Mesajı Okuyun
Old 18-05-2008, 10:10   #2
Doç. Dr. Özge Yücel

 
Varsayılan

Sayın Konuk,

Eşler evlilik birliği devam ettiği sürece birbirine sadık olmak, yardımcı olmak ve ayrı yaşamak için bir neden yoksa birlikte yaşamakla yükümlüdürler. Eşlerden birinin ortak yaşam nedeniyle kişiliği, ekonomik güvenliği veya aile huzuru tehlike altındaysa ayrı yaşama hakkına sahiptir. Ancak bu durumda dahi sadakat yükümlülüğü sürer ve buna aykırı davranmak boşanma davası için ayrı bir neden ve kusurlu davranıştır.
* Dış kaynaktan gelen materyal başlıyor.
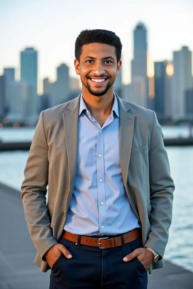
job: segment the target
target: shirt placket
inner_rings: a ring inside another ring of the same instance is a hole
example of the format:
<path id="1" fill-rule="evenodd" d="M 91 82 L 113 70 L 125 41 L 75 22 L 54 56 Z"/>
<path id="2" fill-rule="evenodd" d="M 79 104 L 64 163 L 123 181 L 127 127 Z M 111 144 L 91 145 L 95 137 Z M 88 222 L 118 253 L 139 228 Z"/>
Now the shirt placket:
<path id="1" fill-rule="evenodd" d="M 99 213 L 99 235 L 106 233 L 106 219 L 104 188 L 104 129 L 100 131 L 97 141 L 97 170 Z"/>

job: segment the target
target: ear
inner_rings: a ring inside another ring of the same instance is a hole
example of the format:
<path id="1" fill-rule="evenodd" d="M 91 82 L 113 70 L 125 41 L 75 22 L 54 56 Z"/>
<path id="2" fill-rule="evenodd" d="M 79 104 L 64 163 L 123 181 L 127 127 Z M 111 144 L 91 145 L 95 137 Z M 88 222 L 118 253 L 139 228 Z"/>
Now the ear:
<path id="1" fill-rule="evenodd" d="M 77 75 L 80 75 L 80 64 L 79 64 L 79 62 L 77 59 L 75 59 L 74 60 L 74 67 L 75 68 L 75 70 L 76 71 L 76 73 Z"/>
<path id="2" fill-rule="evenodd" d="M 120 68 L 121 68 L 121 64 L 122 62 L 121 60 L 120 60 L 118 63 L 117 64 L 117 72 L 116 73 L 116 76 L 117 76 L 119 73 L 119 72 L 120 71 Z"/>

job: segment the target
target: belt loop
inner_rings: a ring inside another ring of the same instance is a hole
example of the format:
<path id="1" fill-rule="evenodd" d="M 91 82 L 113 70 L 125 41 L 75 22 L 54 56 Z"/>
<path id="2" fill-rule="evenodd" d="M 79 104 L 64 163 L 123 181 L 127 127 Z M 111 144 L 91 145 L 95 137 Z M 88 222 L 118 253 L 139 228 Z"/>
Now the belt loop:
<path id="1" fill-rule="evenodd" d="M 80 238 L 81 238 L 81 236 L 80 235 L 78 235 L 78 241 L 76 244 L 77 244 L 77 246 L 76 246 L 76 248 L 78 248 L 78 249 L 80 249 Z"/>
<path id="2" fill-rule="evenodd" d="M 123 235 L 121 235 L 121 242 L 122 243 L 122 249 L 125 249 L 125 242 L 124 240 L 124 237 L 123 237 Z"/>

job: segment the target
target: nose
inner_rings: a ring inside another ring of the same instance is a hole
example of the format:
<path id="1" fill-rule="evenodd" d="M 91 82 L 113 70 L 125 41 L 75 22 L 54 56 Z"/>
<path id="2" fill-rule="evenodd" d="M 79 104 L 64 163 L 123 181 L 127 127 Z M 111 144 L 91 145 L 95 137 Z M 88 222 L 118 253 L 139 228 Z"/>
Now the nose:
<path id="1" fill-rule="evenodd" d="M 93 72 L 96 75 L 100 75 L 104 74 L 105 73 L 105 70 L 102 63 L 100 62 L 96 62 L 93 67 Z"/>

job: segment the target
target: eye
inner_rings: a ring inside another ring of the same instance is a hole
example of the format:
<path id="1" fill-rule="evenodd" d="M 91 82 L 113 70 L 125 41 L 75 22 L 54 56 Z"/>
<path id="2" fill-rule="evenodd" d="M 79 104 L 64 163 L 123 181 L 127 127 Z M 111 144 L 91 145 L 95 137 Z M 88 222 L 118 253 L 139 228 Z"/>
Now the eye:
<path id="1" fill-rule="evenodd" d="M 106 60 L 104 62 L 108 62 L 108 63 L 106 63 L 106 64 L 109 64 L 109 63 L 112 63 L 112 62 L 110 60 Z"/>

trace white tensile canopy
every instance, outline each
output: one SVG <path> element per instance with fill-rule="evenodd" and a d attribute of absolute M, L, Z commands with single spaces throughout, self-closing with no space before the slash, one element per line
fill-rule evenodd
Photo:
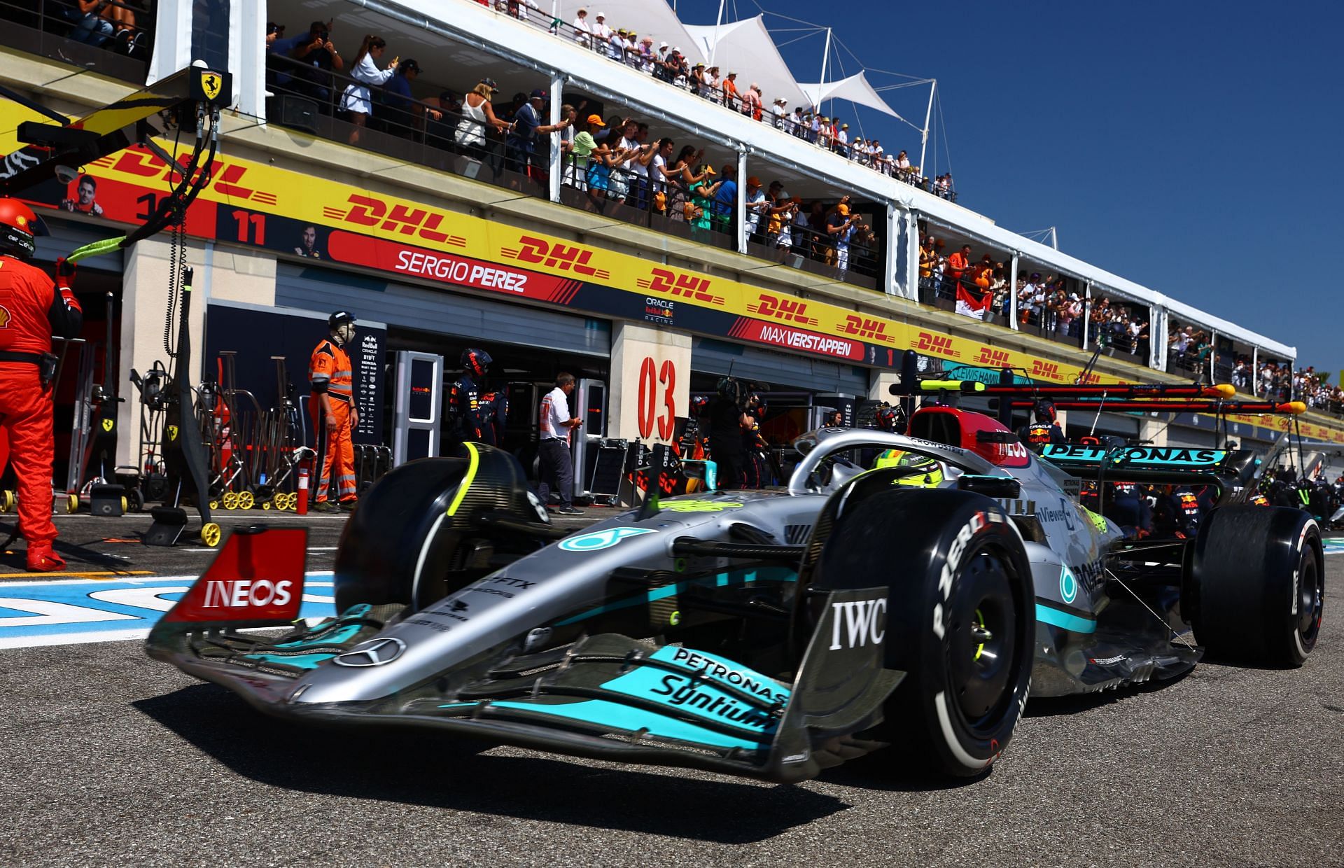
<path fill-rule="evenodd" d="M 532 0 L 543 11 L 550 9 L 547 0 Z M 640 35 L 653 38 L 653 47 L 660 42 L 668 43 L 669 48 L 680 48 L 681 54 L 694 63 L 708 63 L 708 58 L 700 51 L 699 43 L 687 32 L 681 19 L 676 16 L 667 0 L 559 0 L 560 20 L 573 24 L 579 9 L 587 9 L 587 21 L 591 27 L 597 23 L 597 13 L 606 15 L 606 26 L 612 30 L 633 30 Z"/>
<path fill-rule="evenodd" d="M 863 73 L 851 75 L 849 78 L 841 78 L 837 82 L 798 85 L 798 87 L 802 89 L 802 93 L 808 94 L 808 98 L 814 106 L 820 106 L 824 99 L 848 99 L 849 102 L 876 109 L 883 114 L 900 118 L 900 116 L 892 112 L 891 106 L 882 99 L 882 95 L 872 89 L 872 85 L 868 83 L 868 79 L 864 78 Z"/>
<path fill-rule="evenodd" d="M 761 97 L 769 110 L 775 99 L 786 99 L 789 110 L 794 106 L 808 107 L 806 94 L 793 79 L 789 64 L 780 56 L 774 39 L 765 28 L 763 16 L 731 21 L 728 24 L 687 26 L 687 32 L 695 39 L 696 47 L 706 56 L 714 58 L 712 66 L 726 77 L 738 74 L 738 91 L 746 91 L 753 83 L 761 85 Z"/>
Belirtmek gerekir ki zina Türk Ceza Kanunu'na göre suç değildir, sadece boşanma nedenidir.

Eşinizin aile birliğinin gerektirdiği yükümlülükleri yerine getirmemesi ve sürekli alkol kullanarak size zarar vermesi yine eşinizin kusurunu gösteren bir durumdur. Bu durumu tanık ve diğer kanıtlarla kanıtlamanız gerekir.

Eğer eşiniz alkol veya başka bir nedenle size veya varsa çocuklarınıza şiddet eyleminde bulunuyorsa 4320 Sayılı Yasaya dayanarak korunma kararı alınmasını, ortak konutun sizin barınmanıza özgülenmesini isteyebilirsiniz.

Boşanma davanızın daha önce sona ermesi için davanızı kanıtlamanız gerekmektedir. Bu nedenle kanıtlarınızı sunabilecek duruma gelmelisiniz. Eğer eşinizle anlaşmalı olarak boşanmayı kabul ederseniz dava uzamadan sona erer. Bu takdirde aranızda yapacağınız boşanma protokolünde nafaka, tazminat, velayet, ev eşyalarının ve birlikte edindiğiniz malların paylaşımı konusunda anlaşmış olmanız gerekmektedir.

Boşanma davanızın yargılaması süresince ve diğer haklarınızı ileri sürerken bir avukattan yardım almanızı, mali gücünüz elvermiyorsa bulunduğunuz yerdeki baro adli yardım birimine başvurmanızı öneriyorum.